Since Matt’s football jersey number was 10, and I wrote my last blog on the 10th, I thought I’d change the format into 10 on the 10th. It will be 10 things that are on my mind.
This is Mental Health Awareness month, so it seems fitting to discuss ten ways to manage your mental health. Managing mental health is something everyone should do; you don’t need a diagnosis to qualify. Mental health is just another body system that runs more smoothly with some preventive maintenance.
I offer the following ten ideas in no particular order.
1. Declutter the junk drawer. Tossing old batteries and expired coupons is good for the soul. One day I found a couple of small gift boxes that worked perfectly to divide the junk drawer into areas that were just the right size for….well, junk. I can still feel the satisfaction of lining up all the pens & pencils & markers (after I threw away the ones that don’t write!) I can hear the plink of paperclips, dropped into a cute little box in the corner of the drawer. And being able to find the scissors? Priceless. Inserting a bit of order into your life is good for your mental health. When you’re feeling discombobulated, open that junk drawer and soak up the serenity.
2. Go outside and take a walk. Look at the sky and the ground and the landscape. It doesn’t matter if you’re looking at buildings or oak trees, fresh air is good for your mental health. Move your feet and remind yourself that you’re still tethered to the earth. Even if things are tumultuous, gravity is a reassuring constant.
3. Pet a dog. Or a cat. Or a pony. Or some other pet. Furry companions are a great stress reliever. Your body will flood with feel-good hormones. You can tell them anything, and they won’t judge you. They’ll just lift their head a bit so it’s easier for you to scratch under their chin.
4. Treat bedtime as a sacred ritual. Close the curtains. Adjust the room temperature. Shut off the screens. Read a book to make you sleepy; listen to a podcast or some music or a noise machine. Get into bed a few minutes earlier than normal and tell yourself, “I deserve this.”
5. Do some stretching. Stand up from your desk in the middle of the workday and reach your arms over your head like you’re going to tickle the clouds. Lean from side to side. Bend over and touch your toes (or your ankles, or your knees…) Let your neck and spine take a break from holding up your heavy brain. Work your way through your muscles, stretching everything from your fingers to your toes, taking in a nice deep breath while you do it.
6. Enliven your brain with some music. Listen to music if you don’t sing or play an instrument. But if you play an instrument, even if you haven’t picked up that clarinet since the 6th grade, dig it out and play a few tunes. Playing music lights up all different areas of your brain and strengthens the connection between the two sides of your brain. And whether you’re playing it or someone else is, music is a stress reliever.

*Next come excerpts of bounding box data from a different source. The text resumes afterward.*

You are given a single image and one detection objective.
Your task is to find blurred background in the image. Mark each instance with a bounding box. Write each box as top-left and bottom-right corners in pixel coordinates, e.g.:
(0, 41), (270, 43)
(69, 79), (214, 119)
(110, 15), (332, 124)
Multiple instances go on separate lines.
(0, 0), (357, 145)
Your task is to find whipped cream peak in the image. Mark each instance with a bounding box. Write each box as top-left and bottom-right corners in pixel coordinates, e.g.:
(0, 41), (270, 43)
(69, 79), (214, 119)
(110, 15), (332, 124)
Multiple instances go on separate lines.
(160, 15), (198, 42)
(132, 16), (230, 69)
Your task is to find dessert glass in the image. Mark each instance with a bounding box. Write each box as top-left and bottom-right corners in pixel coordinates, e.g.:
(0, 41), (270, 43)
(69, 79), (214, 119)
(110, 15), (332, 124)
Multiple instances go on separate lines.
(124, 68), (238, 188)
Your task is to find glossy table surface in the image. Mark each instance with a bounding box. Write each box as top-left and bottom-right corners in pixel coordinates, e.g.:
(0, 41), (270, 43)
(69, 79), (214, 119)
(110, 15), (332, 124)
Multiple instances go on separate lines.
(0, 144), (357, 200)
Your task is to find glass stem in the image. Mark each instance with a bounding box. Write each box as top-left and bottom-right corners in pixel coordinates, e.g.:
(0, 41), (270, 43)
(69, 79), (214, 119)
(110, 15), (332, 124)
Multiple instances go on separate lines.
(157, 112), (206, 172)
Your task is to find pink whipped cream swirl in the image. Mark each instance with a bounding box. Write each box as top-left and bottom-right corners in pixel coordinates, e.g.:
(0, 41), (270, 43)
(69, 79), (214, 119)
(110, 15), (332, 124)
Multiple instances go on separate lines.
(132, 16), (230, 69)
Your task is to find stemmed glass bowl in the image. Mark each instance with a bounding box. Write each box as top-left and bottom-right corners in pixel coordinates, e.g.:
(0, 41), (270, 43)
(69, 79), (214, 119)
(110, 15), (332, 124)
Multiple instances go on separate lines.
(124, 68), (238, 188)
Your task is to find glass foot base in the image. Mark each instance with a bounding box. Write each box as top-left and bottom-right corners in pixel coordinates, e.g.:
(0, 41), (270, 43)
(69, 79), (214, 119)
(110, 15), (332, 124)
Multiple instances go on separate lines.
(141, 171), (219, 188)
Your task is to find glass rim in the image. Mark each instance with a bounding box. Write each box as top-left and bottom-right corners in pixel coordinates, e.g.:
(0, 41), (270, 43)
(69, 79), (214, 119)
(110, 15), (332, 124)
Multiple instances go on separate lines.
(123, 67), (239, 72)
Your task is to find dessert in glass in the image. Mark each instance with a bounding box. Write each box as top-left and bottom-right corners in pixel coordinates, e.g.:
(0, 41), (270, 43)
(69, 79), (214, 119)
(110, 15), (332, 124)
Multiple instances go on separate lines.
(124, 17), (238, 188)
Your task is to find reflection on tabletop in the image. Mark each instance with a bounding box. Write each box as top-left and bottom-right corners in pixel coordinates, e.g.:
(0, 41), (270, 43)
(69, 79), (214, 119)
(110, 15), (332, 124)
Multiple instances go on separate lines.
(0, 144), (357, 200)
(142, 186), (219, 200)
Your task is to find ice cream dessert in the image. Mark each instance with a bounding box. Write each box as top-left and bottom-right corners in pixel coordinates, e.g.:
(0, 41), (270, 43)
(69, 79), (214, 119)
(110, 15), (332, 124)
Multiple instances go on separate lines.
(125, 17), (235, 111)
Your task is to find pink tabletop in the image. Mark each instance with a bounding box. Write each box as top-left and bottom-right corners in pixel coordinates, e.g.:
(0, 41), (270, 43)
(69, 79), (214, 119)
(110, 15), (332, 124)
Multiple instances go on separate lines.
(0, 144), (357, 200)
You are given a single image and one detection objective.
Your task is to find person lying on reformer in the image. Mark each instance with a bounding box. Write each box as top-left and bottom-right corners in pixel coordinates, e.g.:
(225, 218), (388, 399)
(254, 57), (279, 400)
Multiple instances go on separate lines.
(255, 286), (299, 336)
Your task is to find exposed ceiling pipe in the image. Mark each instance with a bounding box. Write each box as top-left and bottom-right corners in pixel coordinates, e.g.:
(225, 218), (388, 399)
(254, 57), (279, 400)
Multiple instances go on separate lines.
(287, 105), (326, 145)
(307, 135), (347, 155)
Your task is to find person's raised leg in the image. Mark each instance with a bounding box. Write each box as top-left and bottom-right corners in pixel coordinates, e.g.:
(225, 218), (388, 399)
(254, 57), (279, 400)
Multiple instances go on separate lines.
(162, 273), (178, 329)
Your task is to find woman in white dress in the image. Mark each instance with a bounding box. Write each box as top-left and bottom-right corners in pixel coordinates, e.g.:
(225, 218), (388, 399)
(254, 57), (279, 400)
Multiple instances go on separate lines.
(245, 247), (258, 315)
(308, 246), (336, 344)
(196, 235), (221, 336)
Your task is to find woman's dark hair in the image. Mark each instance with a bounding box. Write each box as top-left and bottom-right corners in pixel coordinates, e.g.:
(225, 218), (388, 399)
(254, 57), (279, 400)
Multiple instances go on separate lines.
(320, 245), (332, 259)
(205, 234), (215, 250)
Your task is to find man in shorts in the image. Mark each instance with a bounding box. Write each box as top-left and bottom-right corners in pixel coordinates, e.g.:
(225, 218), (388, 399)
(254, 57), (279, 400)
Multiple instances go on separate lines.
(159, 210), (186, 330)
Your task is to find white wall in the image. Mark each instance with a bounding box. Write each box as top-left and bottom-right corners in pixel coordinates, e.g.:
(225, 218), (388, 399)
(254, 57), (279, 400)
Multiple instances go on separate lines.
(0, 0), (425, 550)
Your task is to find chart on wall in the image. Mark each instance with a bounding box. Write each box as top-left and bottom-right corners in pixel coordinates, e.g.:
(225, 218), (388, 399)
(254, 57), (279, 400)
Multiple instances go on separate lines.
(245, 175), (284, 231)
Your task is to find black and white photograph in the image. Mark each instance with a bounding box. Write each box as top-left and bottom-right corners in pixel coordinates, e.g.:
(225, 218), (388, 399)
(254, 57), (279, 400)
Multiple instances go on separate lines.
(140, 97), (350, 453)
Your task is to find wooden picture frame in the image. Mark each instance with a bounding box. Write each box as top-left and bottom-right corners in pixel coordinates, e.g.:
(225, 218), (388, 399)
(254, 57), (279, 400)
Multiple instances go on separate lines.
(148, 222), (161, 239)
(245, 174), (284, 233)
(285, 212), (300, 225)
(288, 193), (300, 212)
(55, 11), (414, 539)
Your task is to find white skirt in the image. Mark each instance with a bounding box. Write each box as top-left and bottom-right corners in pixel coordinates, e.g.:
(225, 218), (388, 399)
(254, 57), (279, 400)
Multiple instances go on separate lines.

7. Practice meditation. You need not wear a robe and sit on a hard surface with your legs like a pretzel. Get comfy and close your eyes for a minute or two. You can put meditation apps on your phone and follow along, or you can make up your own meditation. The key is to find a set of words that you focus on, and when other thoughts try to crowd your space, you shoo them away. You can repeat a poem that you memorized in the 8th grade, or a prayer, or the list you made of your favorite movies. Practice for a few minutes a day; you can add a few minutes over time—or not. Meditation builds resilience and gives you the ability to default to calm when a situation is stressful.
8. Connect with other people. Find a volunteer activity; find a group activity. Encourage co-workers to have lunch together as a group if possible. Call a friend; call your mom. A Harvard study that followed its subjects for 75 years found that social connectedness was the most important single factor in living a long life.
9. Think of three things that you are obligated to do. It could be as simple as “I have to do the laundry.” Write those three statements as “I have to.” Now find a way to rewrite them as “I get to” or “I can.” For example, “I get to indulge my love of Snuggle fabric softener when I sniff the clothes after I take them out of the dryer on laundry day.” This is called cognitive restructuring. It’s just shifting your thoughts around to look at life from a different perspective. It has a positive impact on mental health.
10. Treat yourself with kindness and grace. Acknowledge that once the numbers in a list reach double digits, Word adds a bunch of spaces, and that’s ok. Ten on the 10th? Folks, it’s the 12th. And that’s ok. I might get the next list out on the actual 10th of the month. But I’ll give myself a pat on the back for writing any blog at all. The 12th is close enough, and that’s good enough for me.